そして、神崎さんは関西の大学へ進学した事を話すと皆は同じように「遠距離なの?」と疑問を口にした。咲良がその疑問を王子にぶつけた話をすると、皆静かになった。
「ねぇ、それって、王子達、別れたんじゃないの?」
「でも、そんなに辛そうじゃなかったし、ニヤリと笑って想像に任せるなんて言うんだよ?」
「う~ん」
みんな咲良の話に考え込んでしまった。
「まあ、それでも、神崎さんと離れ離れなら、王子にアプローチするチャンスじゃないの?」
夏帆が嬉しそうに提案する。
「なんだか悔しいけど、大学まで追いかけて行った咲良の頑張りに免じて、王子に抜け駆けした事許す」
沙織が渋々と言った。
「咲良は散々心配かけたんだから、これからは王子情報、皆に報告する事」
智香が言い渡す。
「とりあえず、今までの王子情報を聞こうよ。それに、Q大を目指す事になった経緯も説明しないと、皆納得しないんじゃない?」
それまで咲良から王子情報を貰っていた柚子は、みんな程の興奮が無い分、余裕有り気に言った。

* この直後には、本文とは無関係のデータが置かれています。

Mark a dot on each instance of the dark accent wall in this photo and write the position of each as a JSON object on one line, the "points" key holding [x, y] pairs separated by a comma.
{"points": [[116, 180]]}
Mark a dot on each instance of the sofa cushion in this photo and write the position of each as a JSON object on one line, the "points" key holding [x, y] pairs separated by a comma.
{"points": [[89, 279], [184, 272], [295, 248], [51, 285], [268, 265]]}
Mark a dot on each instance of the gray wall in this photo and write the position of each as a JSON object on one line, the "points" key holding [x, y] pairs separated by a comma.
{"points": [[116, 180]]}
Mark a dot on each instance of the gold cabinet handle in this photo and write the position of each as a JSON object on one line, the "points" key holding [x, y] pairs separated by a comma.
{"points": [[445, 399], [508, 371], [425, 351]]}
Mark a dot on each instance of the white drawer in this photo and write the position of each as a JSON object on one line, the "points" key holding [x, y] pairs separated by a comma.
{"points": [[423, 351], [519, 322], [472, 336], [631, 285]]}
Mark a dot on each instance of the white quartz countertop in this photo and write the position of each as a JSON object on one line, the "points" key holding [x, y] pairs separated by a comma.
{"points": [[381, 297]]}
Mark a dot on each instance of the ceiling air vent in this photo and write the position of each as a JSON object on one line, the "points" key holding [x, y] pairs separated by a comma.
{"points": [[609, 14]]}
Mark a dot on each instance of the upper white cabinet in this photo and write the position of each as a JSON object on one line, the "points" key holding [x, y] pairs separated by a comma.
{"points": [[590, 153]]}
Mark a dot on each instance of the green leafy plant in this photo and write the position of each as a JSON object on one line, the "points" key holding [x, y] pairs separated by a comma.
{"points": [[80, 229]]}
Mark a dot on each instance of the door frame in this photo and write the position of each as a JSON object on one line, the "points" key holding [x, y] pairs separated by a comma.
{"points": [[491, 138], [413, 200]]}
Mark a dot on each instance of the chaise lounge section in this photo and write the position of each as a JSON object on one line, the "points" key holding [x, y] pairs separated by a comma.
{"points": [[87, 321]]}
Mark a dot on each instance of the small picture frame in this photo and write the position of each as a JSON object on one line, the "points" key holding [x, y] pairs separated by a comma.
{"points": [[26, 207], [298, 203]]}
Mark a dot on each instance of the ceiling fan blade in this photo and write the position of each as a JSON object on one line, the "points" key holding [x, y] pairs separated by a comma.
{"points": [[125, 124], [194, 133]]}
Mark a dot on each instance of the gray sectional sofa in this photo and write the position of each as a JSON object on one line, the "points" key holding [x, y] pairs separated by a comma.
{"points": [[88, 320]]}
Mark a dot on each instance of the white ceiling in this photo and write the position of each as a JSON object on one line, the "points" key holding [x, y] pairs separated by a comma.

結局咲良は、王子の進路を聞いたところから、帰省直前までの話を延々としゃべらされた。それでも咲良はみんなにQ大へ進学する事を話していなかった負い目があったので、問われるままに全てを話していた。
咲良が話しながら感じたのは、自分の中にある想いと、皆が想像しているだろう咲良の想いとの温度差があると言う事。
咲良は今まで、王子に振りむいて欲しいとか、王子と付き合いたいとか思った事が無い。だから、告白しようとか、アプローチしようとか言う考えはこれっぽっちも思ってはいなかった。ただ最近、王子と喋ったりするようになって距離が縮まってきた事は素直に嬉しいし、もっと話せたらとも思う。だけどそれも、サークルで会うだけの事。それ以外の王子の事は、噂で聞くぐらいで、何も知らないのだ。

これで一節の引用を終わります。